Thank you for the excellent article on “The Hill.” When I looked at the picture of the Nyberg building, although I had not seen it in 50 years, that facade had a solid place within the memories of my childhood. My dad was a patient at “the San”, as we called the tuberculosis sanatorium at Booneville, from 1939 until he came home in the fall of 1949 to die at home rather than in the soulless rooms and hallways of Nyberg. He was in and out of the hospital many times following his initial stay of three years. At one time, in the mid-40s, his two sisters and a nephew were also patients in Nyberg.
My grandfather blamed himself for their disease because he thought the source was from a cow he purchased that was tubercular. Since my mom did not have a car, it was my grandfather who would take us to Booneville. I remembered those trips as really difficult. We would leave Stuttgart in the early morning to go to Booneville, stay for several hours and repeat the trip back home. The twists and turns of the roads and the dust and grime were all part of the experience; however, Nyberg seemed to always loom before us.
As the article reflected, the building was formidable. One of the signs on the lawn really expressed the tragedy of the place: Do Not Expectorate On The Grass. I appreciated the article and the care with which it was presented; however, I was not prepared for the sad memories that it revived.
Dr. Jim Robnolt
Sherwood
I am offering a few more details to supplement David Koon’s excellent article on the state tuberculosis sanatorium at Booneville.
Gov. George W. Donaghey was a strong supporter of the tuberculosis sanitarium and had recommended its creation to the Arkansas General Assembly in his inaugural address on Jan. 14, 1909. Donaghey, like many Arkansans, had lost a sister and other family members to TB.
Even though Donaghey had to make drastic cuts in the 1909 state budget since revenues had declined, an economic situation similar to today, he spared the TB appropriation from any cuts.
At the dedication ceremony for the sanatorium on Sept. 1,1909, approximately 1,500 people attended, and Donaghey, who gave the dedicatory address, promised to keep an eye on the project to help it become “one of the best institutions of this kind in this country.”
Cal Ledbetter Jr.
UALR-Emeritus Professor of Political Science
It is unfortunate that David Koon did not mention that the sanatorium at Booneville was a segregated facility. Though the Thomas C. McRae Sanatorium for Negroes in Alexander was completed in 1930, “within a matter of days, the waiting list numbered in the hundreds,” and never provided enough beds for black patients.
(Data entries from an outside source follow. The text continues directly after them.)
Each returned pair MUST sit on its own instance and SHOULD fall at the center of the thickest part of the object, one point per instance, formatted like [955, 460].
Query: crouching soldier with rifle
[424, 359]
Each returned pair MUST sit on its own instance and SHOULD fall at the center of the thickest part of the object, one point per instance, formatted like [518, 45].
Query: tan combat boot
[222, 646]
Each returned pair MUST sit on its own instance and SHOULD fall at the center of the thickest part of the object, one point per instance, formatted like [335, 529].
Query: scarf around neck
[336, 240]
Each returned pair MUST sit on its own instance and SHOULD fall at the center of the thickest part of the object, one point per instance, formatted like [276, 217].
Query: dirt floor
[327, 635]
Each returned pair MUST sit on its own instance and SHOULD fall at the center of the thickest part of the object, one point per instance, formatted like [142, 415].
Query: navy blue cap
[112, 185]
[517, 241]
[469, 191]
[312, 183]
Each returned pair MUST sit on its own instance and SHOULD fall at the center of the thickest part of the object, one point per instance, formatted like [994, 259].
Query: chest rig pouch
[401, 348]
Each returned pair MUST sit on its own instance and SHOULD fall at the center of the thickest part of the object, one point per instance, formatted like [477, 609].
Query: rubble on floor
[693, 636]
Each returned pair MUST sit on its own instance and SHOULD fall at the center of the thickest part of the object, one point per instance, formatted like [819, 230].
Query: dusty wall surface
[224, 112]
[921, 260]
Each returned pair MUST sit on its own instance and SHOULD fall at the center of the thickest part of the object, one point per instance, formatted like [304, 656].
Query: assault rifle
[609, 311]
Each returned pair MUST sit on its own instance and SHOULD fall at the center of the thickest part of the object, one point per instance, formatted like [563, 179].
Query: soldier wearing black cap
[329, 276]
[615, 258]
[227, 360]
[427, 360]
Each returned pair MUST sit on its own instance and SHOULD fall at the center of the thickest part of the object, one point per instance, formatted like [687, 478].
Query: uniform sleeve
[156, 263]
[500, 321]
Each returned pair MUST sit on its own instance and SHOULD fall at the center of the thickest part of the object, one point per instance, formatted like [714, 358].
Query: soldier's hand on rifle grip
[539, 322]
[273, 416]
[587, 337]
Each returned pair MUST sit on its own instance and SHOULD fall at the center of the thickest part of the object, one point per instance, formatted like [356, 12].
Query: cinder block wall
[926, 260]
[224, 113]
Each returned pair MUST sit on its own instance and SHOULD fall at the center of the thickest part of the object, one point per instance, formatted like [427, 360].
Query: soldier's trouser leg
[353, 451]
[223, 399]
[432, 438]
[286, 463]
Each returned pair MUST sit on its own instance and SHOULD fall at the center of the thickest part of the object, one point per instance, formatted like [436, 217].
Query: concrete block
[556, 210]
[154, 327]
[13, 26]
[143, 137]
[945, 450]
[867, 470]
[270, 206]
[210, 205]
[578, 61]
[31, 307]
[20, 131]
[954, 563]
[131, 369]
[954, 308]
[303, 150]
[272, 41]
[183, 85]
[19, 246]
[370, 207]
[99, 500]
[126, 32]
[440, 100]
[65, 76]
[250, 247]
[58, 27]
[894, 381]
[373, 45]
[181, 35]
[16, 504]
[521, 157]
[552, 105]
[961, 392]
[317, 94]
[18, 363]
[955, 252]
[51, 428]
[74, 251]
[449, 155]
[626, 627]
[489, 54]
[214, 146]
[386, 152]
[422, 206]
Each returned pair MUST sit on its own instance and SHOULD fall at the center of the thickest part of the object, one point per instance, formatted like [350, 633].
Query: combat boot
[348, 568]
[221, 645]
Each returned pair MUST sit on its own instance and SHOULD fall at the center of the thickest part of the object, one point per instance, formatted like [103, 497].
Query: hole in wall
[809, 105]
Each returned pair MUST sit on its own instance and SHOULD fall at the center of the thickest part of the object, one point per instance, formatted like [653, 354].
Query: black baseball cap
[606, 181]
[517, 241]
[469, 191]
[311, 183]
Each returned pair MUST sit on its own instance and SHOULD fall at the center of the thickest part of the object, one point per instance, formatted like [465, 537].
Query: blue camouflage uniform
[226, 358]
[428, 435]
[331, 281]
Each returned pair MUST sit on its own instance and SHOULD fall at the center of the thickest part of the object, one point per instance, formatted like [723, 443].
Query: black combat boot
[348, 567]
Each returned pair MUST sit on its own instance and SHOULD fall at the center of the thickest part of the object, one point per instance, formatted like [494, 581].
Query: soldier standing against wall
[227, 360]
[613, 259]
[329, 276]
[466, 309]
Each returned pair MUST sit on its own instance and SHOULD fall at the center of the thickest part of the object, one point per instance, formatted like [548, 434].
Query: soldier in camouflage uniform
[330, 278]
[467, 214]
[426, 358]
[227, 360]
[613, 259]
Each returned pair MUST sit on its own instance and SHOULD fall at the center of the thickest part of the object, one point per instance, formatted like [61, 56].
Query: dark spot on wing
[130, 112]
In his inaugural message during his third term in 1959, Orval Faubus admitted there was still a waiting list for blacks at McRae.
Nobody knows how many black Arkansans with tuberculosis died for lack of treatment, but white supremacy often meant death for blacks, not just segregation. It took litigation, completed in 1966, to get a federal judge to order admission to the Booneville facility of Arkansas citizens without regard to creed or color.
Grif Stockley
Little Rock
Correct Pryor record
Your recent editorial regarding the influence of organized labor on Arkansas politics (or their lack of influence) contained a substantial factual error.
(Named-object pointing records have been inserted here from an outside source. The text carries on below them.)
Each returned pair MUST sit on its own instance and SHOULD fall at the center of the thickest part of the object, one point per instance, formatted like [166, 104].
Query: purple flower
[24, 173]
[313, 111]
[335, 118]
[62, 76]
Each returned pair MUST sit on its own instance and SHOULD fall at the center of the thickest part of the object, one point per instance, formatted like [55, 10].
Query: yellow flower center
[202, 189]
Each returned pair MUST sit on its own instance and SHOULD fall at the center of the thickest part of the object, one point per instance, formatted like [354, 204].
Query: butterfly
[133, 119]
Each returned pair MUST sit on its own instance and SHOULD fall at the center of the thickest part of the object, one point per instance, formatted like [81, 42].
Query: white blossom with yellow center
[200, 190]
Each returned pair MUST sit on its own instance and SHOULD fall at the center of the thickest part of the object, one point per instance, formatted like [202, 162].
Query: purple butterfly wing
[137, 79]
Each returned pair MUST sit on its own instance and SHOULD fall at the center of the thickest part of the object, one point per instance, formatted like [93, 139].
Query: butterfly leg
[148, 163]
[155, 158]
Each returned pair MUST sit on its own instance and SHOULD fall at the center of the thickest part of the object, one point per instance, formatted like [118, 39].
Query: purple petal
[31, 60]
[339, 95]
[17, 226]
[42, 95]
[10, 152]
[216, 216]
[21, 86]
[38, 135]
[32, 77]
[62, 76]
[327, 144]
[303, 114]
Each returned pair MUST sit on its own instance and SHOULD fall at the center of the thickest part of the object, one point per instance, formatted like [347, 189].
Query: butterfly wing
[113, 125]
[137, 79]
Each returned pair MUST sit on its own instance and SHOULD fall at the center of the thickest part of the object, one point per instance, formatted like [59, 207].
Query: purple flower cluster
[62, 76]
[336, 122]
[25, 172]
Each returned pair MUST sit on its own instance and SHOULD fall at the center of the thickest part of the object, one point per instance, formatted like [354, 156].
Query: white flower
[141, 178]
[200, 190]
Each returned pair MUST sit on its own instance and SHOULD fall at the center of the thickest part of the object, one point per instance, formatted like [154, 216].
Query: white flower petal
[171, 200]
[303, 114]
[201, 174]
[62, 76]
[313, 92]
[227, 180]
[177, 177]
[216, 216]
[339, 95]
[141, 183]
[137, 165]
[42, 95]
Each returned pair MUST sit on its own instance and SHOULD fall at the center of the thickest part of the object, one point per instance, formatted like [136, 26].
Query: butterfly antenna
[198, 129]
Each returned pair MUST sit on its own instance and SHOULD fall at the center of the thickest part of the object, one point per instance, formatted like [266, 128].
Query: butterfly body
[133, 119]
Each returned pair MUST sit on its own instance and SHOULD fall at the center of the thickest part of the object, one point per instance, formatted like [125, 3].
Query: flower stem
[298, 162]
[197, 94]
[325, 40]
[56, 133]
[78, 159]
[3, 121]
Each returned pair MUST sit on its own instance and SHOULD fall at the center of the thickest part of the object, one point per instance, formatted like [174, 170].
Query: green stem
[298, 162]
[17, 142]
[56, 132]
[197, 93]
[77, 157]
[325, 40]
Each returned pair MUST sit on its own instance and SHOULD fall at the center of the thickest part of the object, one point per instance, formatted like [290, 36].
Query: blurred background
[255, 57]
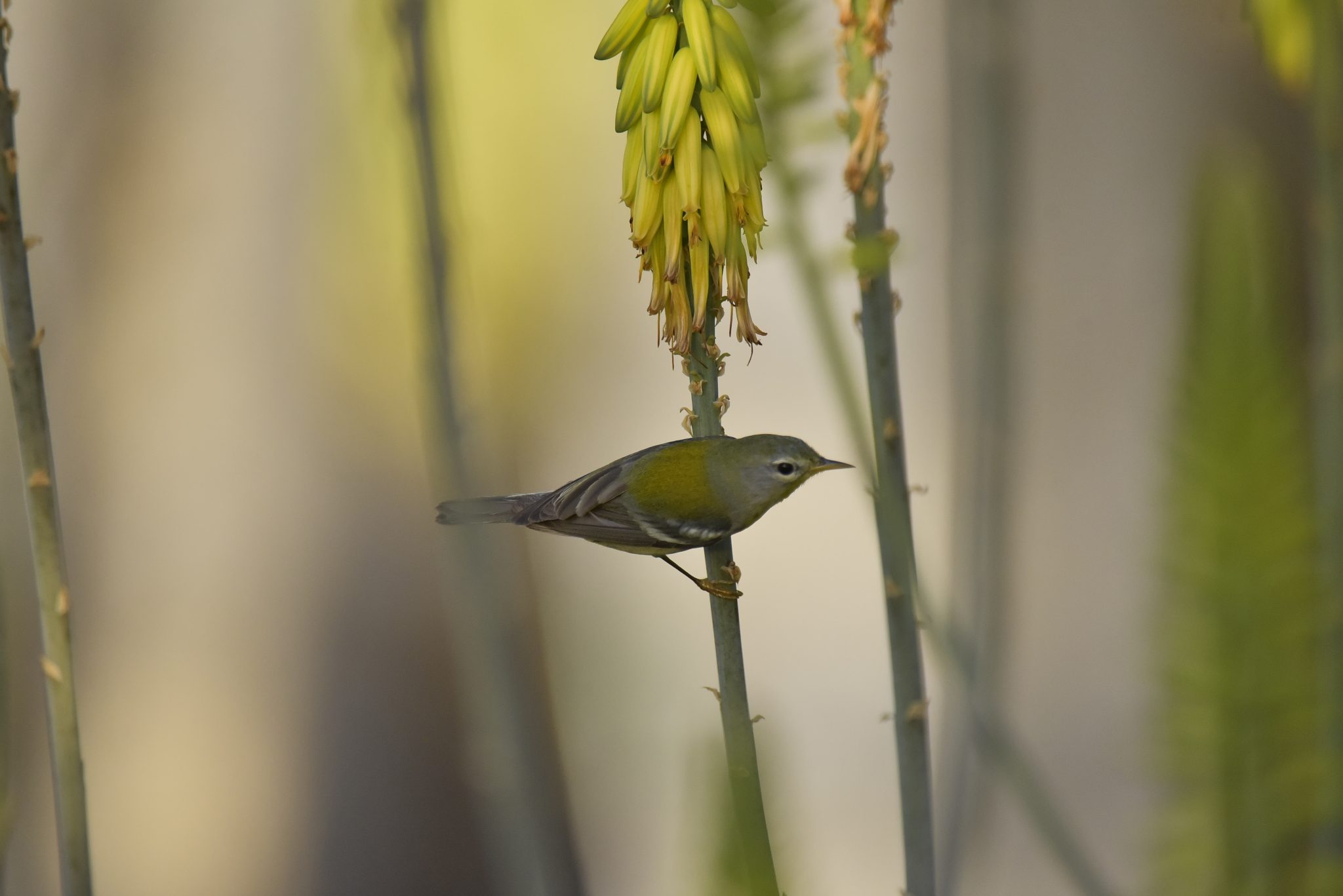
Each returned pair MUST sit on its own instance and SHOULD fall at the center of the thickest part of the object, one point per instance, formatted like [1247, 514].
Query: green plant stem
[30, 408]
[513, 769]
[738, 728]
[1327, 308]
[894, 531]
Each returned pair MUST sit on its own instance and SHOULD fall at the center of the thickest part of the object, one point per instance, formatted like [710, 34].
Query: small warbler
[662, 500]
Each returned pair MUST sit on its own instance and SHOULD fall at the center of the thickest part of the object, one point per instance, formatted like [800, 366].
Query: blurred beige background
[226, 280]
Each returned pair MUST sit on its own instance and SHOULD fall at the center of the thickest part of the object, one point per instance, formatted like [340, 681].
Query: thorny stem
[738, 730]
[864, 24]
[1327, 308]
[515, 774]
[23, 358]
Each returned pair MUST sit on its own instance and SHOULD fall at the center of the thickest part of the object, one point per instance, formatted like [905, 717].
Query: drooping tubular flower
[693, 156]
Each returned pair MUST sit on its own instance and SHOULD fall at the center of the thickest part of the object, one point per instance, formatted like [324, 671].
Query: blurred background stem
[864, 38]
[984, 113]
[1327, 308]
[738, 728]
[513, 769]
[23, 358]
[6, 797]
[1006, 756]
[793, 83]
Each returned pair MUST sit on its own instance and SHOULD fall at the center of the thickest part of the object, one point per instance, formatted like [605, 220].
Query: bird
[662, 500]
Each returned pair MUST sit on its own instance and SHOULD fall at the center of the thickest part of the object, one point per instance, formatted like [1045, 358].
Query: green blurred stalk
[1239, 627]
[23, 358]
[984, 136]
[738, 728]
[894, 531]
[513, 769]
[1327, 309]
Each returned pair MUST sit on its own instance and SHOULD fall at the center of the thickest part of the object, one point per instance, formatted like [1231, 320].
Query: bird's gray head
[772, 467]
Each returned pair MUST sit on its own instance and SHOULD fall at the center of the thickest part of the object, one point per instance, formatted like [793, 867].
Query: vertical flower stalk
[693, 153]
[864, 39]
[691, 179]
[23, 359]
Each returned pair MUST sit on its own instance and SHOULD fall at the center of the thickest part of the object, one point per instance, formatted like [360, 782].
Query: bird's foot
[725, 590]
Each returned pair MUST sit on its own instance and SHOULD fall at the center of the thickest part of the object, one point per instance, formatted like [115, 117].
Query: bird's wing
[616, 526]
[583, 495]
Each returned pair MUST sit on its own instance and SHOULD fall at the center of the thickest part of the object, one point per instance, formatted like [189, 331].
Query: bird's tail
[501, 508]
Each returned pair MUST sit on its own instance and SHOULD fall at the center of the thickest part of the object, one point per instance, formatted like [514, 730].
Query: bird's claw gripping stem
[724, 590]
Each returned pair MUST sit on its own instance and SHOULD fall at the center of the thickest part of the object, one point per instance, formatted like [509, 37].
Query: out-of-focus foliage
[1285, 33]
[1239, 627]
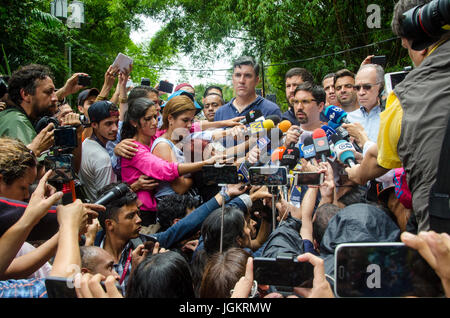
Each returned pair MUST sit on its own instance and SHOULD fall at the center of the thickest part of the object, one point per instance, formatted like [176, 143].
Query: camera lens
[425, 24]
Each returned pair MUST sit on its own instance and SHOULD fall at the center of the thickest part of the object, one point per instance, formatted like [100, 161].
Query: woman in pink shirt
[140, 124]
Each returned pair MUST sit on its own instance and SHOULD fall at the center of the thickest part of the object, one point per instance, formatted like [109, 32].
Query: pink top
[144, 162]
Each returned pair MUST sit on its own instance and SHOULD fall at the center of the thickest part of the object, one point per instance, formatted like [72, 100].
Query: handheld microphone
[321, 144]
[344, 152]
[243, 174]
[290, 157]
[328, 131]
[309, 151]
[266, 143]
[251, 116]
[276, 119]
[336, 114]
[284, 125]
[277, 154]
[118, 191]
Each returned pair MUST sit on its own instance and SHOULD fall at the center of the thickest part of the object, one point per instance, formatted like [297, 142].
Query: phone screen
[165, 87]
[226, 174]
[269, 176]
[60, 287]
[270, 271]
[383, 270]
[62, 167]
[309, 178]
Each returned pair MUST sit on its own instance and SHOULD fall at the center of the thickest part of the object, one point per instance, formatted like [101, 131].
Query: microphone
[309, 151]
[251, 116]
[266, 143]
[344, 152]
[321, 144]
[277, 154]
[336, 114]
[243, 174]
[276, 119]
[118, 191]
[284, 125]
[329, 132]
[290, 157]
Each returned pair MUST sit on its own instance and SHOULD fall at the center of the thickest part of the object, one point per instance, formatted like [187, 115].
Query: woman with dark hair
[222, 272]
[140, 124]
[164, 275]
[236, 233]
[178, 116]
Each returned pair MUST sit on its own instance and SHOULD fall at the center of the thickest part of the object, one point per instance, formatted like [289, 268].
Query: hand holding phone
[122, 62]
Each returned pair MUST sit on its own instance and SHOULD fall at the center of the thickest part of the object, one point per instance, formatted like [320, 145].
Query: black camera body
[3, 86]
[84, 80]
[425, 24]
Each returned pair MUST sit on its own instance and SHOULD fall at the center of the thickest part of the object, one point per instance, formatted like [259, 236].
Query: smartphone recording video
[217, 175]
[383, 270]
[308, 178]
[268, 176]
You asserted that David Pryor lost an election with labor support, but won, only after he became a “labor baiter.”
In truth and in fact (please pardon the redundancy) he did lose the 1972 Senate race to Senator McClellan, and Pryor was vigorously supported by organized labor in that race. He won the governor’s race in 1974 — again with the vigorous support of organized labor.
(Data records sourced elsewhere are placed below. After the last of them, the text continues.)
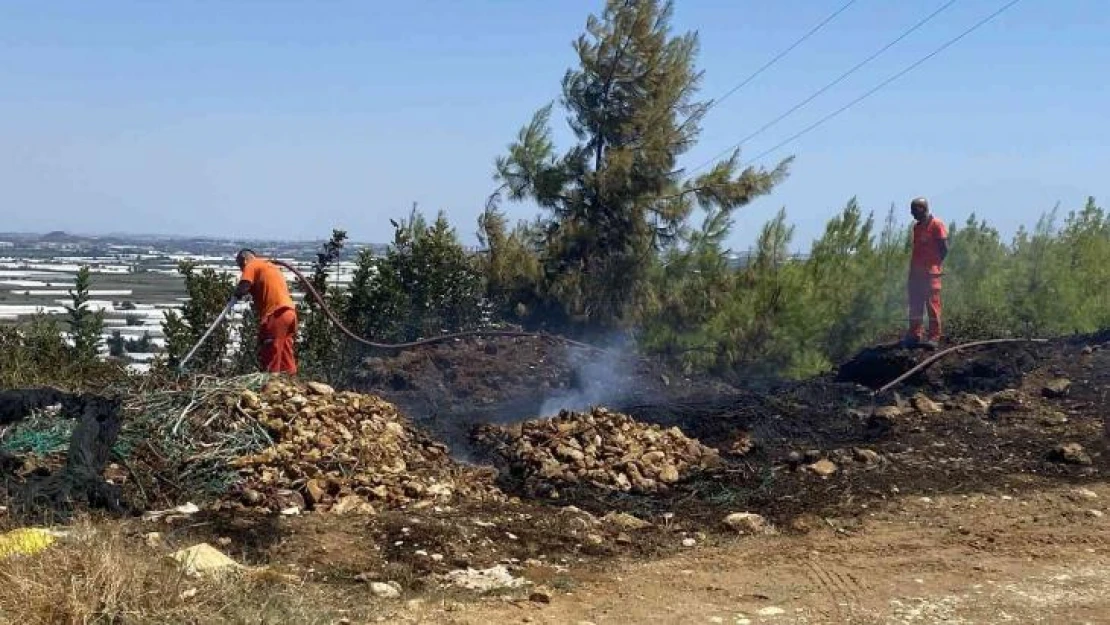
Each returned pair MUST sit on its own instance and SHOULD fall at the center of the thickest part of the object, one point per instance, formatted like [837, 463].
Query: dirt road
[1010, 556]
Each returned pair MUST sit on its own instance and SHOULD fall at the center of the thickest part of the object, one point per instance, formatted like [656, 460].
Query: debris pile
[601, 449]
[345, 452]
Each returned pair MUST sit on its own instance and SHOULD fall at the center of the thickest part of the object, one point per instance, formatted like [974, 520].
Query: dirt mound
[77, 443]
[500, 379]
[345, 452]
[601, 449]
[981, 369]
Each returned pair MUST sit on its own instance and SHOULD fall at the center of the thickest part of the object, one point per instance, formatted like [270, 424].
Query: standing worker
[274, 306]
[930, 248]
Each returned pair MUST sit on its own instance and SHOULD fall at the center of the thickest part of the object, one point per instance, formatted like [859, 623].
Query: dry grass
[100, 575]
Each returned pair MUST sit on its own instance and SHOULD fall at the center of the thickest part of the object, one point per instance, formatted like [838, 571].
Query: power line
[839, 79]
[779, 57]
[889, 80]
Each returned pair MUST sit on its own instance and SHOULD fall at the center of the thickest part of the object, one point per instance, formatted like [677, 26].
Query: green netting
[40, 435]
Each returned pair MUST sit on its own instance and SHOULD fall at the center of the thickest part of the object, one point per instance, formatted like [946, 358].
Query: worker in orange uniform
[930, 248]
[274, 306]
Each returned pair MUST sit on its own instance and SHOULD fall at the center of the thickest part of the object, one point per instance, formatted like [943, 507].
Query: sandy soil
[1028, 556]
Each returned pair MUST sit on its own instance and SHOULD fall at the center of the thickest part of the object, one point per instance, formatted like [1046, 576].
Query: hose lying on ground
[331, 315]
[924, 364]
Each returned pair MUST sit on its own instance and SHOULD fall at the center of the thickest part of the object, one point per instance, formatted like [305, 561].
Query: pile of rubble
[599, 449]
[345, 453]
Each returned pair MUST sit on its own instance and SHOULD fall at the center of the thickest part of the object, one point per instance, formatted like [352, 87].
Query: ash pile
[255, 442]
[344, 452]
[601, 449]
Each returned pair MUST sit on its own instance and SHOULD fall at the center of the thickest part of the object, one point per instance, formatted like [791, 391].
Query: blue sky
[289, 118]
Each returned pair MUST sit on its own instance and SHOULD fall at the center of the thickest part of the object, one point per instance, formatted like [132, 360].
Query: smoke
[598, 379]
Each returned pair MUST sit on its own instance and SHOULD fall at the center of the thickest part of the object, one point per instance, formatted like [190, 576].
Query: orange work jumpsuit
[924, 283]
[276, 316]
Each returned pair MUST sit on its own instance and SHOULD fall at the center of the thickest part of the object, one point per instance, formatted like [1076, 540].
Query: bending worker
[930, 248]
[273, 304]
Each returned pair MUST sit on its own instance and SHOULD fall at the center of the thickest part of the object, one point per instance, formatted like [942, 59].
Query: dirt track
[1035, 556]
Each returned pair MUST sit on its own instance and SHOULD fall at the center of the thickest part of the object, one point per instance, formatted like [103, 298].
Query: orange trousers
[924, 298]
[276, 334]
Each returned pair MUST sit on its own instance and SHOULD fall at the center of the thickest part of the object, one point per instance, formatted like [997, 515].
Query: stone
[1053, 417]
[972, 404]
[250, 400]
[353, 504]
[625, 521]
[1057, 389]
[669, 474]
[867, 456]
[887, 412]
[1007, 401]
[748, 523]
[315, 492]
[823, 467]
[1087, 493]
[925, 405]
[1070, 453]
[204, 560]
[485, 580]
[385, 591]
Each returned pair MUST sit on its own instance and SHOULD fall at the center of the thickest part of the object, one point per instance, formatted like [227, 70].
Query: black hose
[331, 315]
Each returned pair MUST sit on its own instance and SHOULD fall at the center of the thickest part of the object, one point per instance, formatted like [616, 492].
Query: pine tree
[86, 325]
[617, 197]
[319, 339]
Organized labor was angered when he called out the National Guard during a fireman’s strike in Pine Bluff, while Pryor was governor.
While his labor support may have never again been as uniform as it had been before, labor did support him in some of his subsequent races; and, to my memory, Pryor never did any “labor baiting,” as I understand that phrase.
You can look it up.
BR Wilson
Bigelow
Kagan’s nomination
There were many vacant judgeships during the Clinton Administration. Then-Judiciary Chairman Orrin Hatch and his fellow Republicans wouldn’t hold hearings for many of President Clinton’s nominees. Elena Kagan’s nomination was one of them. When President Obama nominated her for the U.S. Supreme Court, what was the Republicans’ chief objection? She has no judicial experience.